Hothouse Parents, Shrinking Violets

“Get off my back!” was once just lip from a defiant kid. Now those huffy words have the backing of psychologists. “Hothouse parenting” is harming a generation of children, asserts Psychology Today editor Marano.

Today’s controlling baby-boomer parents aren’t willing to let their children deal with the mess of life without constant intervention. “With few challenges all their own, kids are unable to forge their creative adaptations to the normal vicissitudes of life,” Marano writes. “That not only makes them risk-averse, it makes them psychologically fragile, riddled with anxiety. In the process they’re robbed of identity, meaning and a sense of accomplishment, to say nothing of a shot at real happiness. Forget, too, about perseverance. . . . Whether we want to or not, we’re on our way to creating a nation of wimps.”

The result is evident in new levels of psychological distress among the young. Depression was once a malady chiefly of middle age, but during the 1990s children’s rates of depression surpassed those of people over 40. And in 1996, anxiety overtook traditional—and more developmentally appropriate—relationship issues as the most common problem among college students. Binge drinking, substance abuse, self-mutilation, anor­exia, and bulimia afflict college campuses with new intensity. Marano sees the cell phone as a particular culprit: This “virtual umbilical cord” connects kids directly with Mom and Dad well into their college years, infantilizing them and keeping them in a permanent state of dependency.

The “fragility factor” is incubated at young ages. Harvard University psychologist Jerome Kagan found that about 20 percent of babies are born with a high-strung temperament, detectable even in the womb by a fast pulse. But some overexcitable kids can grow up with normal levels of anxiety—if their parents back off while they’re very young. For the vast majority of kids, who fall somewhere between invulnerable to anxiety and very fearful, overprotective parenting can be the decisive factor.

Yet a third of parents pack their young ones off to school with sanitizing gels. They pursue learning-disorder diagnoses so their kids can take tests—including the SAT—with no time limits. Play is so scripted that kids lack the know-how to conduct a neighborhood pick-up game, sans shouted instructions and coordinated uniforms. Recess has been scotched altogether at more than 40,000 U.S. schools.
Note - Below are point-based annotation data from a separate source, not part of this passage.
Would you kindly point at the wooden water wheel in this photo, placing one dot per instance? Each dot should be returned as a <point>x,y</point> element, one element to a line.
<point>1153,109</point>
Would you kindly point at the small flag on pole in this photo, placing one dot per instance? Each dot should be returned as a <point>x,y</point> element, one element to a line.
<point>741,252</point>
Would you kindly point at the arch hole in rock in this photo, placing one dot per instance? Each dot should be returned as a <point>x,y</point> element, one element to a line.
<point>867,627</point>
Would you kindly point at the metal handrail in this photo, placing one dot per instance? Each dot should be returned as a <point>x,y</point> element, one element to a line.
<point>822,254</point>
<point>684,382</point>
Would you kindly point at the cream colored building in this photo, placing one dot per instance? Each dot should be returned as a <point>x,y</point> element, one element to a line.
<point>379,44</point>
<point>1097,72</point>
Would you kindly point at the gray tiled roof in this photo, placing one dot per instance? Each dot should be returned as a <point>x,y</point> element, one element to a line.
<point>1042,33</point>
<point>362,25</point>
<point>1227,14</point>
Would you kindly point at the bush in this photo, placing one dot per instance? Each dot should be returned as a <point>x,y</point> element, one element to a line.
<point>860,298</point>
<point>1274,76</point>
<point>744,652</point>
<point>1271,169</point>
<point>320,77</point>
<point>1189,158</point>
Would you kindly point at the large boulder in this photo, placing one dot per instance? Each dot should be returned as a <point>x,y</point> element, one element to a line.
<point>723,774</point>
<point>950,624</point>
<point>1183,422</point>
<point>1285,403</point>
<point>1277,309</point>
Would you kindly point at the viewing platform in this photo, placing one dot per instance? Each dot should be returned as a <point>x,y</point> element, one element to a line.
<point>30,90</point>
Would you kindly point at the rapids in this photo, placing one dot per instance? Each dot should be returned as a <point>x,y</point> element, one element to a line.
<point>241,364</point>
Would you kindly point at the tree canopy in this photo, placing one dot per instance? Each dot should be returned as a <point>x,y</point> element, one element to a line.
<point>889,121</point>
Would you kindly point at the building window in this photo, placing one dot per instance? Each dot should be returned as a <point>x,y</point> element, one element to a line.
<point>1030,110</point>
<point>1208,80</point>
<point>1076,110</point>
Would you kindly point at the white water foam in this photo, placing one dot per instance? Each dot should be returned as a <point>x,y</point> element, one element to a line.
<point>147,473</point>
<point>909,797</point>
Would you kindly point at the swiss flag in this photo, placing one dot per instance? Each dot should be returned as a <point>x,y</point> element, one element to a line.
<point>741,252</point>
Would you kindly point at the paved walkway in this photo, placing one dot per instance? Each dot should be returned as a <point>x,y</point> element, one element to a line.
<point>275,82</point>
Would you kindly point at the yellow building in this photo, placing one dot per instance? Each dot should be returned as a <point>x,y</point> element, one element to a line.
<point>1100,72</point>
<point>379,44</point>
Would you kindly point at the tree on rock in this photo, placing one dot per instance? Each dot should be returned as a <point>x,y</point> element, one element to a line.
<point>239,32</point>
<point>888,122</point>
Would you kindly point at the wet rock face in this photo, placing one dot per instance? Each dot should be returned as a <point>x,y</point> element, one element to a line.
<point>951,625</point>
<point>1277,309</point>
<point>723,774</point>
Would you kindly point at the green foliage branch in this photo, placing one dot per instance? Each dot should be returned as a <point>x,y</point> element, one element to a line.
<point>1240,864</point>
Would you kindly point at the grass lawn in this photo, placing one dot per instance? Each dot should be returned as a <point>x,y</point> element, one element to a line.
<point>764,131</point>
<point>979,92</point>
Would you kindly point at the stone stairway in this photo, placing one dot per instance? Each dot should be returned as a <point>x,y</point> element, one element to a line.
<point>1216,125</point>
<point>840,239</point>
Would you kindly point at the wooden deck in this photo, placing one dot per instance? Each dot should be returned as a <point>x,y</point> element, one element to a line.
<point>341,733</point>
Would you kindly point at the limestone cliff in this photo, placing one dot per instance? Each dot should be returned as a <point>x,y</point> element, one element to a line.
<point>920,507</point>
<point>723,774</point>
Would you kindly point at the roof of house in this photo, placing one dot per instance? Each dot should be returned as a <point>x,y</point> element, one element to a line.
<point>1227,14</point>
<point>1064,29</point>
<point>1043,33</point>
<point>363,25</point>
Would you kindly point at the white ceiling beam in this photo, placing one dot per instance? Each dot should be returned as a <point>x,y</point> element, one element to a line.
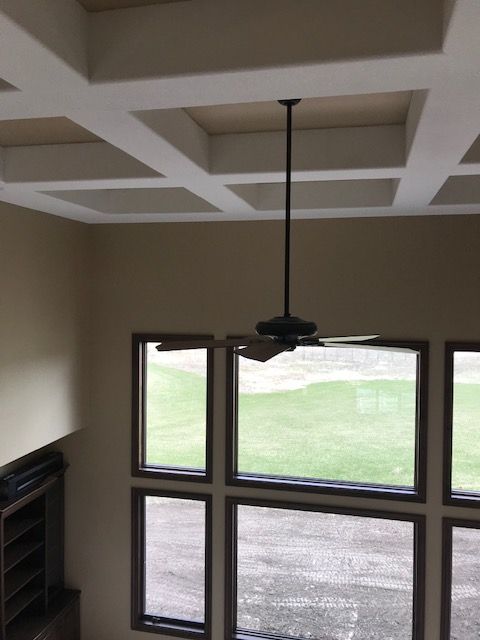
<point>47,204</point>
<point>43,45</point>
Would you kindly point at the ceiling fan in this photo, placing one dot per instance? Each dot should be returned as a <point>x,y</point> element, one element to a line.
<point>281,333</point>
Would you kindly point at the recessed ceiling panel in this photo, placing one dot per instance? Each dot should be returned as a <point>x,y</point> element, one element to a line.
<point>6,86</point>
<point>108,5</point>
<point>36,131</point>
<point>327,194</point>
<point>168,200</point>
<point>310,113</point>
<point>459,190</point>
<point>473,154</point>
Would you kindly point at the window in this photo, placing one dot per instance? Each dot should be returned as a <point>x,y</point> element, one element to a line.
<point>172,552</point>
<point>337,420</point>
<point>172,410</point>
<point>340,421</point>
<point>462,428</point>
<point>461,587</point>
<point>311,572</point>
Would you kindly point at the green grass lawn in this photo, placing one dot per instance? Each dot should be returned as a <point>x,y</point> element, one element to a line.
<point>176,409</point>
<point>466,438</point>
<point>359,431</point>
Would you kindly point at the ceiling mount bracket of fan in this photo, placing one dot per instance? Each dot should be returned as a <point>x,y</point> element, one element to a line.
<point>281,333</point>
<point>287,325</point>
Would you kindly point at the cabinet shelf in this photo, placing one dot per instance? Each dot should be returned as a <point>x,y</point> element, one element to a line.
<point>16,553</point>
<point>20,601</point>
<point>17,526</point>
<point>16,580</point>
<point>33,601</point>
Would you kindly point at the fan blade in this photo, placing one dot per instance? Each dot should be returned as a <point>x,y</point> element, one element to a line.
<point>376,347</point>
<point>173,345</point>
<point>348,339</point>
<point>262,352</point>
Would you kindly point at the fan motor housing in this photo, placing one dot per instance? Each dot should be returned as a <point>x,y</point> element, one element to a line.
<point>286,326</point>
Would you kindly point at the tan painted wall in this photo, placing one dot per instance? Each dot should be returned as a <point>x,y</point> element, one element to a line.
<point>416,278</point>
<point>43,316</point>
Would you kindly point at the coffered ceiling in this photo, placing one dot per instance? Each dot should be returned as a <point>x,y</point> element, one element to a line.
<point>138,111</point>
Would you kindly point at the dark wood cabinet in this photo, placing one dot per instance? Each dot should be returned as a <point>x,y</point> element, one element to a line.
<point>33,601</point>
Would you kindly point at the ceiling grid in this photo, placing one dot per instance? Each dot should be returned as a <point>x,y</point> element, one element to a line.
<point>166,110</point>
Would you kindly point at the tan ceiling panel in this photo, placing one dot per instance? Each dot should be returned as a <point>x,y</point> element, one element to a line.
<point>459,190</point>
<point>311,113</point>
<point>6,86</point>
<point>36,131</point>
<point>473,154</point>
<point>168,200</point>
<point>108,5</point>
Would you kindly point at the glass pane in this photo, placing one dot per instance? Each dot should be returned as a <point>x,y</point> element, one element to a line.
<point>175,558</point>
<point>318,575</point>
<point>329,413</point>
<point>465,618</point>
<point>466,422</point>
<point>176,407</point>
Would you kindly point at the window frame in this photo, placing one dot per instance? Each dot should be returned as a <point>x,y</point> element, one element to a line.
<point>451,497</point>
<point>158,624</point>
<point>447,555</point>
<point>139,467</point>
<point>330,487</point>
<point>419,559</point>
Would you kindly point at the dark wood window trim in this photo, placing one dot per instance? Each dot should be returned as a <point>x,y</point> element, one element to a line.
<point>418,607</point>
<point>448,524</point>
<point>361,490</point>
<point>139,466</point>
<point>154,624</point>
<point>451,497</point>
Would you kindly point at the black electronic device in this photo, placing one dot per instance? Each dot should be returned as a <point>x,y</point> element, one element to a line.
<point>25,478</point>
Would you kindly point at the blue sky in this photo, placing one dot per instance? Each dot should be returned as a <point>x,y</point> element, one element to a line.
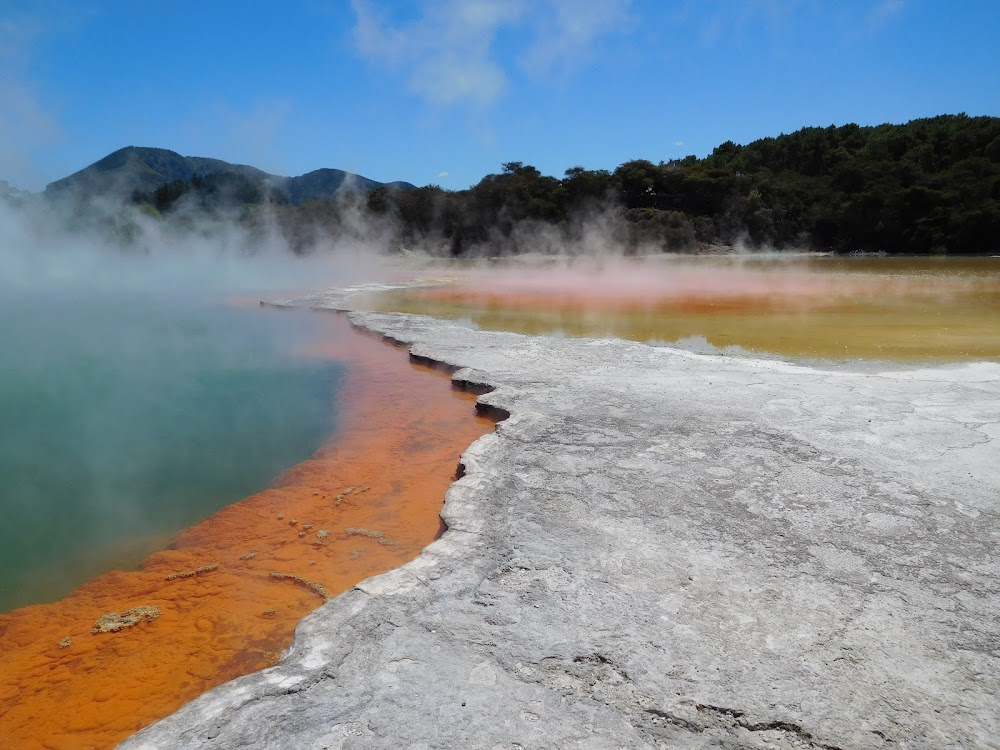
<point>443,92</point>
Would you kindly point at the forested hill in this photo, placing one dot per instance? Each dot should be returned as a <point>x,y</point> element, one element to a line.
<point>929,186</point>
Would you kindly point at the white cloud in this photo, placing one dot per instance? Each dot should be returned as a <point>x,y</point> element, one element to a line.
<point>565,31</point>
<point>883,13</point>
<point>26,125</point>
<point>448,51</point>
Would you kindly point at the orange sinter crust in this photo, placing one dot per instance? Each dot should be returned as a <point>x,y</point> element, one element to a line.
<point>367,502</point>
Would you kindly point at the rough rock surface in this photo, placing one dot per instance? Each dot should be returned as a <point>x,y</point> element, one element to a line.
<point>662,549</point>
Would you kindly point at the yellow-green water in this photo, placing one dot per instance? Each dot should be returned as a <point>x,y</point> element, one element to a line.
<point>903,309</point>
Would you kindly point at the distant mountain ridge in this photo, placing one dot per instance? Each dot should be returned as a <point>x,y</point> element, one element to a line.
<point>143,169</point>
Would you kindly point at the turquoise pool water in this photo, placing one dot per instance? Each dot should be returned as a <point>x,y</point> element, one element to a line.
<point>125,419</point>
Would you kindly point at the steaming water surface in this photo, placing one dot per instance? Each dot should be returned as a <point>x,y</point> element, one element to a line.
<point>902,309</point>
<point>126,419</point>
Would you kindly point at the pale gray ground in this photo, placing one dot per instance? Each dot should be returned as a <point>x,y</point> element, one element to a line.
<point>661,549</point>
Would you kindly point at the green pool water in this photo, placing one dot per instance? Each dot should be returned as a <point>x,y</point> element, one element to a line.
<point>126,419</point>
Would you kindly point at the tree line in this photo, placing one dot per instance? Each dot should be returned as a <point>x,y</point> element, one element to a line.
<point>928,186</point>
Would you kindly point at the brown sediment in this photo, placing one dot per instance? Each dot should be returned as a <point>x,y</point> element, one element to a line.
<point>905,309</point>
<point>402,430</point>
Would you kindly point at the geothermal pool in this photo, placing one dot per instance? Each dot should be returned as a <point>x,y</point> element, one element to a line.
<point>229,591</point>
<point>897,309</point>
<point>128,419</point>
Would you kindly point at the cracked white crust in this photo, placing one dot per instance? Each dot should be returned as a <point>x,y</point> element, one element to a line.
<point>661,549</point>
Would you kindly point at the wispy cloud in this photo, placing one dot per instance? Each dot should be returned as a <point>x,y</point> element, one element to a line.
<point>448,52</point>
<point>565,31</point>
<point>26,124</point>
<point>883,13</point>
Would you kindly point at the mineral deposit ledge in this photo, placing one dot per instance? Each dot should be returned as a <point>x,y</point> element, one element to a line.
<point>660,549</point>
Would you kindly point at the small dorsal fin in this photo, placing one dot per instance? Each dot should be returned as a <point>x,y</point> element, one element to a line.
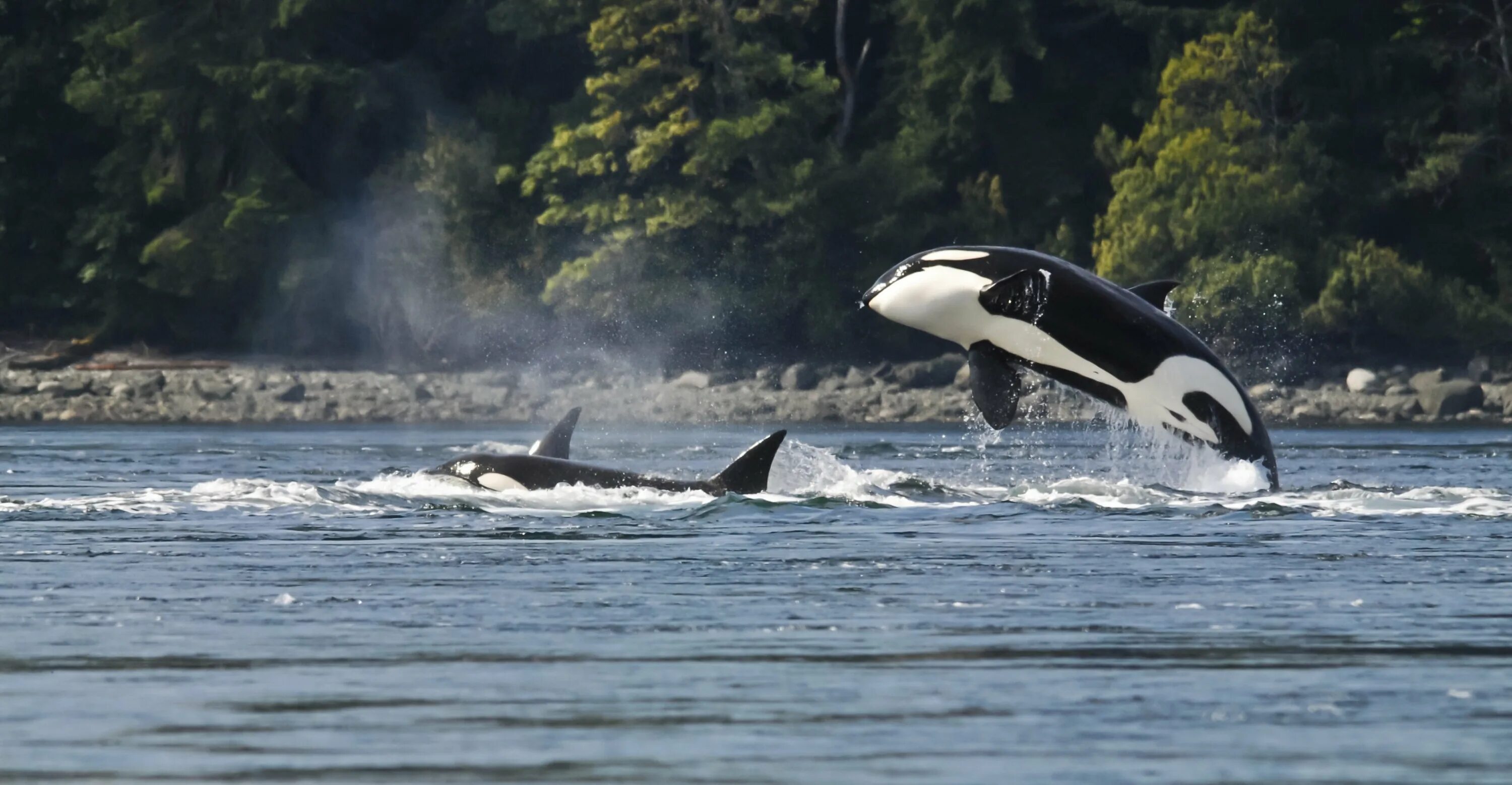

Marano blames hothouse parenting on adults’ perception that the playground is as cutthroat as the boardroom. Perfectionism rules the roost, and parents can’t refrain from mother-hen behavior long enough to let kids puzzle through math homework or tie a shoe by themselves.

Without breathing room, kids are simply taking longer to grow up, tacking on their “playtime” in their twenties and waiting to achieve classic benchmarks of adulthood such as a steady job, marriage, and parenting. In other words, playtime needs to happen on the playground, even if it means the indulgence of an occasional skinned knee.